Medinol claims that Boston Scientific took its equipment and reverse-engineered a copy with the intention of eliminating Medinol as a supplier, or buy the company cheaply. Medinol's $750 million settlement suggests it had a strong case, and the fight isn't over yet, according to Rory Millson, an attorney with Cravath, Swaine & Moore, which represents the company.
"We're going to bring a patent infringement case .... It's going to cover the Liberte and other products of theirs that we say infringe on our intellectual property," Millson said, vowing to pursue future royalties on a next-generation stent.
But winning a large settlement is not easy, according to Kirkland & Ellis LLC partner Robert Krupka, who represented Michelson in the Medtronic case and negotiated the settlement.
"Reaching that settlement was the hardest thing I've ever done as a practicing lawyer," he said. "Small differences on issues were magnified because of the amounts involved. This was an unusual settlement because the court was watching and the press was watching. It was a complicated mess because the deal was contingent on events."
Our survey shows that copyright and trade-secrets litigation can also yield huge payouts.
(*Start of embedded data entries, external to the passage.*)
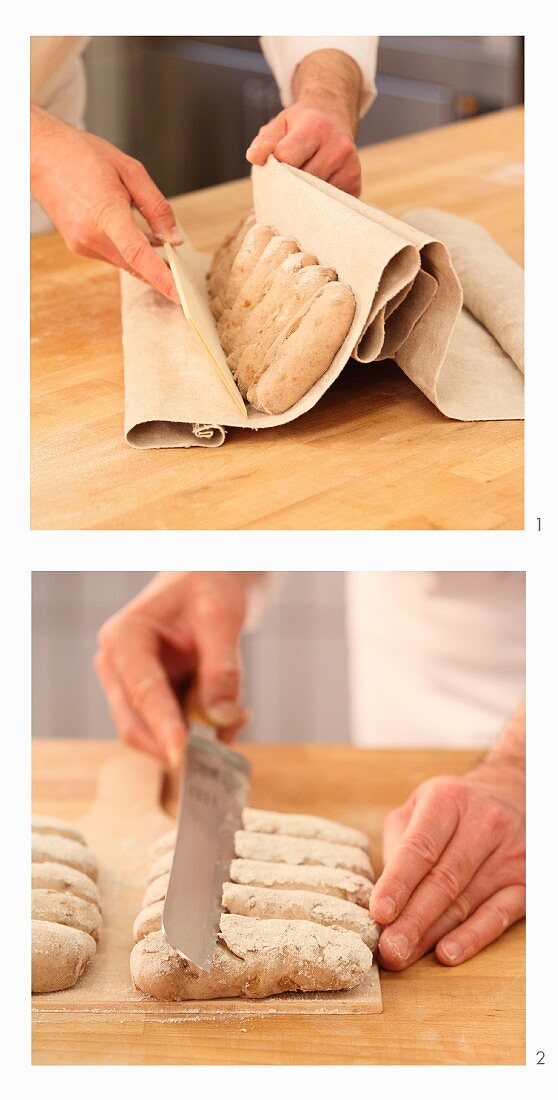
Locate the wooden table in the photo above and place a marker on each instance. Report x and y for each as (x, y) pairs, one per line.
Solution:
(374, 453)
(469, 1015)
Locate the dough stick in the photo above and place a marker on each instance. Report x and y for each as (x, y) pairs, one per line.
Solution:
(290, 849)
(327, 880)
(51, 876)
(156, 890)
(302, 905)
(302, 355)
(59, 849)
(41, 823)
(59, 956)
(66, 909)
(254, 959)
(303, 825)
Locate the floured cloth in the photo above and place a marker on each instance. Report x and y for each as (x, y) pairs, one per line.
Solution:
(468, 361)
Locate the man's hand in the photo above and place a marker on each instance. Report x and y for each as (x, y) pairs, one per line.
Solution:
(455, 867)
(182, 626)
(317, 132)
(88, 187)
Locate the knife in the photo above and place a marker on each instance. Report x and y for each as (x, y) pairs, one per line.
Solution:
(214, 792)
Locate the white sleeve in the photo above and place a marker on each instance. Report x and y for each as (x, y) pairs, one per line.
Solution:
(283, 53)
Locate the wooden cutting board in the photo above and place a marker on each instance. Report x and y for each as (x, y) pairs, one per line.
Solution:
(124, 818)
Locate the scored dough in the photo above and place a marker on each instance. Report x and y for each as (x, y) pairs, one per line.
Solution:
(302, 825)
(328, 880)
(302, 905)
(254, 958)
(41, 823)
(290, 849)
(66, 909)
(59, 955)
(59, 849)
(64, 879)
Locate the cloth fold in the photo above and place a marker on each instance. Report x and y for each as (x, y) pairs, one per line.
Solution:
(468, 362)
In March, a California jury awarded memory-card maker Lexar Media more than $380 million in monetary damages in its lawsuit against Japanese computer maker Toshiba for breach of fiduciary duty and theft of trade secrets.
Semiconductor Manufacturing International, China's largest chip maker, agreed to pay $175 million to settle a patent infringement and trade-secrets suit brought by rival Taiwan Semiconductor Manufacturing in U.S. and Taiwanese courts.
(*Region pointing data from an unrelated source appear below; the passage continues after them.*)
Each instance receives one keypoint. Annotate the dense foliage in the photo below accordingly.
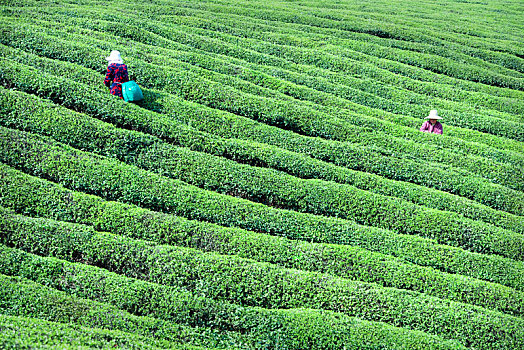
(272, 190)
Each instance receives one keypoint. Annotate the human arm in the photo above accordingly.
(437, 129)
(425, 126)
(110, 75)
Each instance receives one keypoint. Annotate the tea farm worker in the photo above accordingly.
(116, 73)
(432, 125)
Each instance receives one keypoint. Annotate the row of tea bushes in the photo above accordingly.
(262, 185)
(105, 107)
(371, 263)
(32, 333)
(474, 119)
(118, 181)
(234, 279)
(293, 328)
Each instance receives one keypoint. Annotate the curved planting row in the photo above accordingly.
(434, 64)
(36, 197)
(453, 321)
(20, 297)
(170, 58)
(246, 24)
(17, 113)
(119, 181)
(97, 103)
(383, 98)
(293, 328)
(320, 83)
(470, 119)
(385, 28)
(263, 185)
(238, 280)
(461, 67)
(31, 333)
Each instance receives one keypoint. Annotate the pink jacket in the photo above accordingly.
(428, 127)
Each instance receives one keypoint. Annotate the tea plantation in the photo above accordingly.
(272, 190)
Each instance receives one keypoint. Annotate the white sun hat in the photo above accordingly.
(115, 57)
(433, 115)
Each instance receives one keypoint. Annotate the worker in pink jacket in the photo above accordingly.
(116, 74)
(432, 125)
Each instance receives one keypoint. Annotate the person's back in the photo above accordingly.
(432, 125)
(116, 74)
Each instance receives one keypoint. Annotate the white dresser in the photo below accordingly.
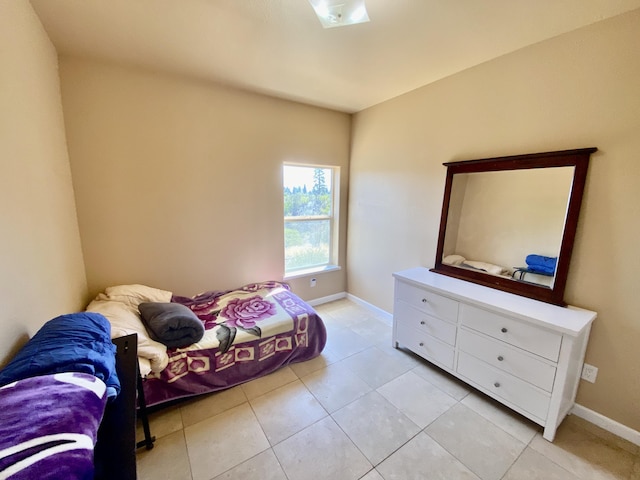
(526, 354)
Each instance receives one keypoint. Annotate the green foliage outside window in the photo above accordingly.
(307, 240)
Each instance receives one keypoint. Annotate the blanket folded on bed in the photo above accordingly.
(77, 342)
(172, 324)
(49, 426)
(541, 264)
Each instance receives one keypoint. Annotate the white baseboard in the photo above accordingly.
(607, 424)
(329, 298)
(381, 313)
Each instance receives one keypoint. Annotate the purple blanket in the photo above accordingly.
(249, 332)
(49, 425)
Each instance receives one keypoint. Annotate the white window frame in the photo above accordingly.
(332, 263)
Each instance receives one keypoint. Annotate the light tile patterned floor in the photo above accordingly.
(364, 410)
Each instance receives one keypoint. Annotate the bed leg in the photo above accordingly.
(142, 412)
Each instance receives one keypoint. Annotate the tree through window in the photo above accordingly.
(308, 217)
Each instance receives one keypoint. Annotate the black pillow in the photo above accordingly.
(172, 324)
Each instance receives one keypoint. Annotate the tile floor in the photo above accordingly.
(363, 410)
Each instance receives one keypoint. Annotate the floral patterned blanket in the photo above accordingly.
(249, 332)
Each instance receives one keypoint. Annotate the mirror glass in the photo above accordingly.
(518, 239)
(509, 223)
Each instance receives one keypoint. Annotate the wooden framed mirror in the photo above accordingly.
(510, 222)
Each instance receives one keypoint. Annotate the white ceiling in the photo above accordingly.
(278, 47)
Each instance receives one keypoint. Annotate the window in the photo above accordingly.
(309, 218)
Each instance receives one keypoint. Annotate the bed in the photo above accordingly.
(247, 332)
(54, 397)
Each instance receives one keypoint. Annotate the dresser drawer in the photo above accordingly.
(512, 331)
(424, 345)
(433, 326)
(511, 389)
(428, 302)
(508, 359)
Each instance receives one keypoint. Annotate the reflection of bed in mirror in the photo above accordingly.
(483, 226)
(512, 221)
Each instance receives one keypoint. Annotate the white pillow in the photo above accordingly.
(120, 305)
(453, 259)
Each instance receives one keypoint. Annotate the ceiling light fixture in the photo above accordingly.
(340, 13)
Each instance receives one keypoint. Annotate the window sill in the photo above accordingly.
(311, 271)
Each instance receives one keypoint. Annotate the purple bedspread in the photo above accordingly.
(49, 426)
(249, 332)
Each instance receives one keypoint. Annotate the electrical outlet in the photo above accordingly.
(589, 373)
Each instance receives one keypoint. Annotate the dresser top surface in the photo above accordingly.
(570, 320)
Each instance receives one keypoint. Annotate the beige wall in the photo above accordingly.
(179, 182)
(578, 90)
(42, 273)
(507, 215)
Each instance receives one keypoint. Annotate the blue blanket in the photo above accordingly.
(541, 264)
(77, 342)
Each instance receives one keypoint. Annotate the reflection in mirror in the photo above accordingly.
(519, 238)
(509, 223)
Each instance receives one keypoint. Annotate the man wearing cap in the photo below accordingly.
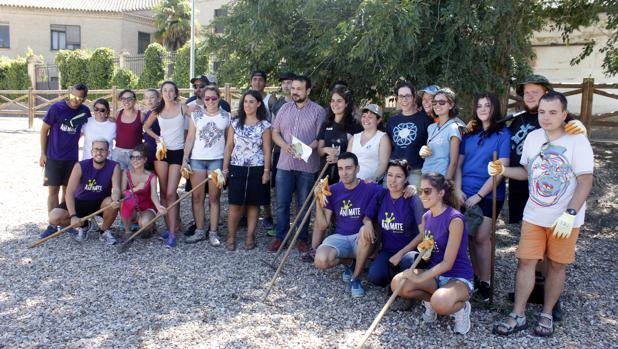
(408, 130)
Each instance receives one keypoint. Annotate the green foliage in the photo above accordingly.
(173, 22)
(73, 67)
(154, 66)
(101, 68)
(181, 66)
(124, 78)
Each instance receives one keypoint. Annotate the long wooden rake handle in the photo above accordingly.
(390, 301)
(123, 246)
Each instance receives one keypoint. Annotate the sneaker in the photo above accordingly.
(171, 241)
(357, 288)
(213, 238)
(275, 245)
(429, 315)
(462, 319)
(48, 231)
(108, 238)
(198, 236)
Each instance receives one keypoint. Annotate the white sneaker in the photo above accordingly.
(462, 319)
(429, 315)
(213, 239)
(108, 238)
(197, 237)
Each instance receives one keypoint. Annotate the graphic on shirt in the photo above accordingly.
(347, 210)
(210, 134)
(549, 176)
(404, 134)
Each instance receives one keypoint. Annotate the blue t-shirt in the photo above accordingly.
(350, 206)
(478, 152)
(440, 143)
(398, 219)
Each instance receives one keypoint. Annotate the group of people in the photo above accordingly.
(373, 213)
In a high yielding copyright suit, a group of freelance writers won an $18 million settlement from database operators, including ProQuest Co., Reed Elsevier Group's LexisNexis database, as well as The New York Times and Dow Jones & Co., after alleging the operators used their articles in databases without the authors' permission.
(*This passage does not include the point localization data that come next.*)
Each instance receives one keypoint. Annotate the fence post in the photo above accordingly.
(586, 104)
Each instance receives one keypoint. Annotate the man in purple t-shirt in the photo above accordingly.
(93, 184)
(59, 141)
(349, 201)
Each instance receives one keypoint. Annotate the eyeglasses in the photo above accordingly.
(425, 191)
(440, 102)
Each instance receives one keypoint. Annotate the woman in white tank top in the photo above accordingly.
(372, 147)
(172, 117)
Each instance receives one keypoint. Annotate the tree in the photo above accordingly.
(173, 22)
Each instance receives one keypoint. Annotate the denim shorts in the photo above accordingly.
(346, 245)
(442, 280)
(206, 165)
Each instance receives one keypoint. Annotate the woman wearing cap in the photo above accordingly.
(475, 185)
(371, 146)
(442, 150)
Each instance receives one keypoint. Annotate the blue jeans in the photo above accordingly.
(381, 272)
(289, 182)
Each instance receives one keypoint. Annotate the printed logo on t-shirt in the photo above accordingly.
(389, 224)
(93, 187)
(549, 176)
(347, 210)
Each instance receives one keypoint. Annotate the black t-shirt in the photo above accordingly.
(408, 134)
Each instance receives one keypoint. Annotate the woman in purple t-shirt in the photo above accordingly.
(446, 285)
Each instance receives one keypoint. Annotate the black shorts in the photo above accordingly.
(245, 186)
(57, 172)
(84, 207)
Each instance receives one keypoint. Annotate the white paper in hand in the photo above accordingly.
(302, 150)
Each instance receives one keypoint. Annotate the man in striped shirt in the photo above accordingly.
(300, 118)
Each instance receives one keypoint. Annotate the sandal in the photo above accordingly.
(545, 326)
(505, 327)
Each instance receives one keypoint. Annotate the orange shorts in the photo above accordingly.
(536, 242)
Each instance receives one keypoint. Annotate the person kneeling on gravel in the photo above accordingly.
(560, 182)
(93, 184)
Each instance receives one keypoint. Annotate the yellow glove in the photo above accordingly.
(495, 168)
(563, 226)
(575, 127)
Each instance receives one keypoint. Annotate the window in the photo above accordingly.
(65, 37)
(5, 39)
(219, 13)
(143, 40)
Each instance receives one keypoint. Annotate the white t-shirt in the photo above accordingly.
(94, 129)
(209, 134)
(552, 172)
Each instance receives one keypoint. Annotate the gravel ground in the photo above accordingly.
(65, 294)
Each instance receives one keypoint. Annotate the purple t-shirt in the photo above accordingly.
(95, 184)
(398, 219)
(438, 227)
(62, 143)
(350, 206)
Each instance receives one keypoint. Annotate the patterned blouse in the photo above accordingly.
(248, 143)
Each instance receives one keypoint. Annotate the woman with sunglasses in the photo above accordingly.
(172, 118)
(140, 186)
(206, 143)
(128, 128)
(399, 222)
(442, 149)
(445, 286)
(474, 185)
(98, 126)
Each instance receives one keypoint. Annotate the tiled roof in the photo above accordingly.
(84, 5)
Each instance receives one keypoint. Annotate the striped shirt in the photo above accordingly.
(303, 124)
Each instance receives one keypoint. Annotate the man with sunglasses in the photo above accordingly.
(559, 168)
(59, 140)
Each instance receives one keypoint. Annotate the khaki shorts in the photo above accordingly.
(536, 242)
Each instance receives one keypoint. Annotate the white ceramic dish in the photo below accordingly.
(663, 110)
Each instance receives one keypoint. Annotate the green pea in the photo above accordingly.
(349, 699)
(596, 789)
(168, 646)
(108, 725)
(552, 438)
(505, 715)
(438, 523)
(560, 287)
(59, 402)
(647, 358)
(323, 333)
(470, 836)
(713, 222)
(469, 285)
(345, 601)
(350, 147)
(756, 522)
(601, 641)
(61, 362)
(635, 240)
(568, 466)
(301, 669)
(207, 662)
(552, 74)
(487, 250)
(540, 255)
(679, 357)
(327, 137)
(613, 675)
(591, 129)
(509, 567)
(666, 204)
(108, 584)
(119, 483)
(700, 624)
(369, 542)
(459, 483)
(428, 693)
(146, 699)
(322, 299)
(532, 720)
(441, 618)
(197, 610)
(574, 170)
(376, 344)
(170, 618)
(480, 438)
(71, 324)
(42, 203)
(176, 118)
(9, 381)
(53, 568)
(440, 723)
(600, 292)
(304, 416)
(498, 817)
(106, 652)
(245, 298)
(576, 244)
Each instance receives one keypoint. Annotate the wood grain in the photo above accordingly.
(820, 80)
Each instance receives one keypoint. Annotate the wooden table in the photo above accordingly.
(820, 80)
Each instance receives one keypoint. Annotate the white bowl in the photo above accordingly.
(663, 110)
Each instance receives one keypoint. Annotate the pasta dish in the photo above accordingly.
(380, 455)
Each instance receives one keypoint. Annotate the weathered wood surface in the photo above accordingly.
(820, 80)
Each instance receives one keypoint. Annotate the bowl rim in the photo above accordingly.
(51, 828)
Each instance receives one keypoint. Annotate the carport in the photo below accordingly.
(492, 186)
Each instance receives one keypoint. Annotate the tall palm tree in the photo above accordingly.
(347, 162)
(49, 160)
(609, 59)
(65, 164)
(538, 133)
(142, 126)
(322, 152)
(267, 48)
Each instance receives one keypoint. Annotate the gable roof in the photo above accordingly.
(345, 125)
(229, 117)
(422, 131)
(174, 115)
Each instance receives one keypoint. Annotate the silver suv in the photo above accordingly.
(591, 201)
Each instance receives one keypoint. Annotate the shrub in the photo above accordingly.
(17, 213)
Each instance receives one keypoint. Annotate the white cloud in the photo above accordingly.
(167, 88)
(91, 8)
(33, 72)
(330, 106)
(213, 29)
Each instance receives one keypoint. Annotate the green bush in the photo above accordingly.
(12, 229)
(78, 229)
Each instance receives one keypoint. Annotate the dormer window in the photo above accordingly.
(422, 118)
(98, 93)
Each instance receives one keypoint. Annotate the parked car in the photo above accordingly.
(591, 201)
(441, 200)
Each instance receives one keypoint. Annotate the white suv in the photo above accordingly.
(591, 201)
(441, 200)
The survey covered judgments, awards and publicly disclosed settlement amounts from January 1 until November 4 this year. There is no way to account for undisclosed settlement amounts. Of the millions in payouts in 2005, eight of the top ten were a result of out of court negotiations. Only two, the $480 million award to Paragon Trade Brands byWeyerhaeuser Co., and the $465 million award to Lexar by Toshiba, were handed down as verdicts.
Two firms appear in the top ten as representing both plaintiffs and defendants. Cravath, Swaine & Moore won a $750 million settlement representing Medinol, but lost a $400 million settlement defending Compuware.
Wilmer, Cutler, Pickering, Hale & Dorr defended Boston Scientific, which paid Medinol $750 million, but led EMC Corp. to a $325 million settlement against Hewlett Packard.
Although these million-dollar settlements are financially lucrative for plaintiff's attorneys, they can also be valuable in other ways, Krupka said.
"Before this case, I many people didn't know Kirkland had a California office," he said. "Now everyone knows. But as many people as were pleased and proud of us, there are others who are appalled that we were involved in transferring wealth of that magnitude to an individual."